第1959話 夏だ、祭りだ、ハチャメチャだ5(2)

「っ、キトナさん。その、耳を出してて大丈夫なのか?」

 影人は自分の正体を恐らく知らないであろう芝居の目を気にして、キトナの方に近づくとヒソヒソとした声でそう聞いた。だが、その質問に答えたのはキトナではなくキベリアだった。

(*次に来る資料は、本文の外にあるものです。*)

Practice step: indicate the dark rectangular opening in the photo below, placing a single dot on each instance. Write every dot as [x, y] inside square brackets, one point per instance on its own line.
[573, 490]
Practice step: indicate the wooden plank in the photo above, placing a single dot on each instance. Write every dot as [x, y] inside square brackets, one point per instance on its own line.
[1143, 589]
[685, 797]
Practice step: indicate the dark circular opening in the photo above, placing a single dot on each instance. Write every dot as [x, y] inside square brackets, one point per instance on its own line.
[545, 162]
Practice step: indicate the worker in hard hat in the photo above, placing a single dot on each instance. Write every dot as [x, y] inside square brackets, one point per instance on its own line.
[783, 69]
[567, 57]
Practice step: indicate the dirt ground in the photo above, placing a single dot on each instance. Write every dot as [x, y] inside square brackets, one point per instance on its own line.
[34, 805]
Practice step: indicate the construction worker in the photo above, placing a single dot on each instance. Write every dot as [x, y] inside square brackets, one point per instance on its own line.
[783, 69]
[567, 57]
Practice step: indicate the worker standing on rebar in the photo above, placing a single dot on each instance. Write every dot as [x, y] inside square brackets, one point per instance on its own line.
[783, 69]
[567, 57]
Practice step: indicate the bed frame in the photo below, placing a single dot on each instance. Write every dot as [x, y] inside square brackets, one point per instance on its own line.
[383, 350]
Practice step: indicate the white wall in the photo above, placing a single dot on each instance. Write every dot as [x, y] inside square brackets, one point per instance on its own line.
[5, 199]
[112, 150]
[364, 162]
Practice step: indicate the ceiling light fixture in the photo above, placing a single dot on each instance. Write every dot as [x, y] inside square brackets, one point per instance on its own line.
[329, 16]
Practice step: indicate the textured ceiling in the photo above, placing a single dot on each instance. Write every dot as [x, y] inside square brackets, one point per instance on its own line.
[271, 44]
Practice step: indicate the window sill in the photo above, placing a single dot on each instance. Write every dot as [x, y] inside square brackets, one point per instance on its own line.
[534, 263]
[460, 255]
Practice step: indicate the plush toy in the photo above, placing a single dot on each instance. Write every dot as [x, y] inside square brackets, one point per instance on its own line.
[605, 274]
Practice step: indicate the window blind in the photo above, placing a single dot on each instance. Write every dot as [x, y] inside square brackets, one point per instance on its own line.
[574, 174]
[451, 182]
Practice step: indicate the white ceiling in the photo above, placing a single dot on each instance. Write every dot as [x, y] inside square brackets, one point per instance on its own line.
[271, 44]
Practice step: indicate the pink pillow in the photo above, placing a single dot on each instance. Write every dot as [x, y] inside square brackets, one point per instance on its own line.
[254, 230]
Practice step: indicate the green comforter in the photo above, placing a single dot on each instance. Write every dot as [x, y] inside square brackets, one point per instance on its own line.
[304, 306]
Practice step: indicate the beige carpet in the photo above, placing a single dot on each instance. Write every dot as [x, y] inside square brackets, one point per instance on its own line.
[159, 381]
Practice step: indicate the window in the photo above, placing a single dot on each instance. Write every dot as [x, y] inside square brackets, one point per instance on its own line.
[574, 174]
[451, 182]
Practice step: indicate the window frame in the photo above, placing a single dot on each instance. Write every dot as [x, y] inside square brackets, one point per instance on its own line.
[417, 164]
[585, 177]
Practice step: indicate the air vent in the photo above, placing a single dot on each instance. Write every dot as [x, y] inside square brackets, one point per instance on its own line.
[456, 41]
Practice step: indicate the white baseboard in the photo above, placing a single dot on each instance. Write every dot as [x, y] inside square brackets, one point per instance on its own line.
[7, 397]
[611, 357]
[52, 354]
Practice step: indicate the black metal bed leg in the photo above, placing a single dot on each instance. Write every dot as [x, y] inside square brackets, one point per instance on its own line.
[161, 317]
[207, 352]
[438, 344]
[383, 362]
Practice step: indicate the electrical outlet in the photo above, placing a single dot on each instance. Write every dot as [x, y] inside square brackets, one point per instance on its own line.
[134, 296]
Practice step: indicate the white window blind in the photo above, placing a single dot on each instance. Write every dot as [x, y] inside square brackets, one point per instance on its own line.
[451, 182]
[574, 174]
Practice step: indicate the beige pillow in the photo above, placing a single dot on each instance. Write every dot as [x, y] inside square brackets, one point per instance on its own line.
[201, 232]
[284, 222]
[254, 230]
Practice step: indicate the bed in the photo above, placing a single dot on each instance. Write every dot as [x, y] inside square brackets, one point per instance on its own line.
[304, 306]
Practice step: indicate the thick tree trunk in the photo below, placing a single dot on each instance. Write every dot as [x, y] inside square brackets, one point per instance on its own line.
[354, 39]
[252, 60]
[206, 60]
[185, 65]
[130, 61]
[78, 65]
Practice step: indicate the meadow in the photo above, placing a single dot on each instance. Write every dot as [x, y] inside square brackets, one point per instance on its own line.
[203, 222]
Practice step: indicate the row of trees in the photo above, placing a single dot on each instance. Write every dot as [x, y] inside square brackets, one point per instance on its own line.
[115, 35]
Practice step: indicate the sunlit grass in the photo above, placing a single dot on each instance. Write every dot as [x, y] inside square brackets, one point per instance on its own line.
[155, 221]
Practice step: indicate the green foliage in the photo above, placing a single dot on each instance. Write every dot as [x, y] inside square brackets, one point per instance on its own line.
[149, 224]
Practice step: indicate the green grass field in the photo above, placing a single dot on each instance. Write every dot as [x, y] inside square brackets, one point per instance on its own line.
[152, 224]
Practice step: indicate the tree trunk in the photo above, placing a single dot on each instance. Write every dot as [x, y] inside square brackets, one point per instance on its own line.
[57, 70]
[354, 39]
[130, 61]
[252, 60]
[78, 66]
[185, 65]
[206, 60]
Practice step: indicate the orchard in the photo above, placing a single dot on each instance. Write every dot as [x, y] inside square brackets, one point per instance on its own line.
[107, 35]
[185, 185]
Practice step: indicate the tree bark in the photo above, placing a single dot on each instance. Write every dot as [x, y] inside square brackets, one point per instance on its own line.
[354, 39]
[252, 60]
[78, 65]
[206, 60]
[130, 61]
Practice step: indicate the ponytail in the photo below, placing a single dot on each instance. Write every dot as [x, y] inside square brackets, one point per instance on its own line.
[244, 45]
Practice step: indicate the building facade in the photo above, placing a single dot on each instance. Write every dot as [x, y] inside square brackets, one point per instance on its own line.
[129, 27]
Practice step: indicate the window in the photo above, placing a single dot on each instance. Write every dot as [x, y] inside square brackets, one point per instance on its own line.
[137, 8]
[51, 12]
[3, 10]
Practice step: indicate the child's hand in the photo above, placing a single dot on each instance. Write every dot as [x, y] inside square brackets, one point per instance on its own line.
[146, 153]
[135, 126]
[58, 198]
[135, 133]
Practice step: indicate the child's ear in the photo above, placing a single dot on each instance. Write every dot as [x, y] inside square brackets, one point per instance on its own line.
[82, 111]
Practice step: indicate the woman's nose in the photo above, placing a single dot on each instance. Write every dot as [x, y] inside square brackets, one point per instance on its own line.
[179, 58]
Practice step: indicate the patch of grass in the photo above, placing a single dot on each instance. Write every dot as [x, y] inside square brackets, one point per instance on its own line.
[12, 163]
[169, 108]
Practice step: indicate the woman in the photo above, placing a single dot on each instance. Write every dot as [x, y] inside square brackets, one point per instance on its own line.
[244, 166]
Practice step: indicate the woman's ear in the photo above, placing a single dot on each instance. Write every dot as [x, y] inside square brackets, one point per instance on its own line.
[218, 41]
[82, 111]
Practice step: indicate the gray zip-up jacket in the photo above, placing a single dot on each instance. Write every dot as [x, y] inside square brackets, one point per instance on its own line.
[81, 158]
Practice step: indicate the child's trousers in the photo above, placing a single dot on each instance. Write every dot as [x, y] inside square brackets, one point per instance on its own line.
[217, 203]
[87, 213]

「大丈夫よ。今日は祭り。一般人はキトナの事をテンションが上がって何かのコスプレをしてる人間くらいにしか思っていないはずよ。近くに来て、実際に触られでもしない限りバレないわ」

「確かにそうか・・・・・・」

 キベリアの説明を聞いた影人は納得するようにそう呟いた。普通の人間は地元の祭りの中に異世界から来た獣人がいるなどとは考えない。ほとんどの者はキベリアが言ったように思う事だろう。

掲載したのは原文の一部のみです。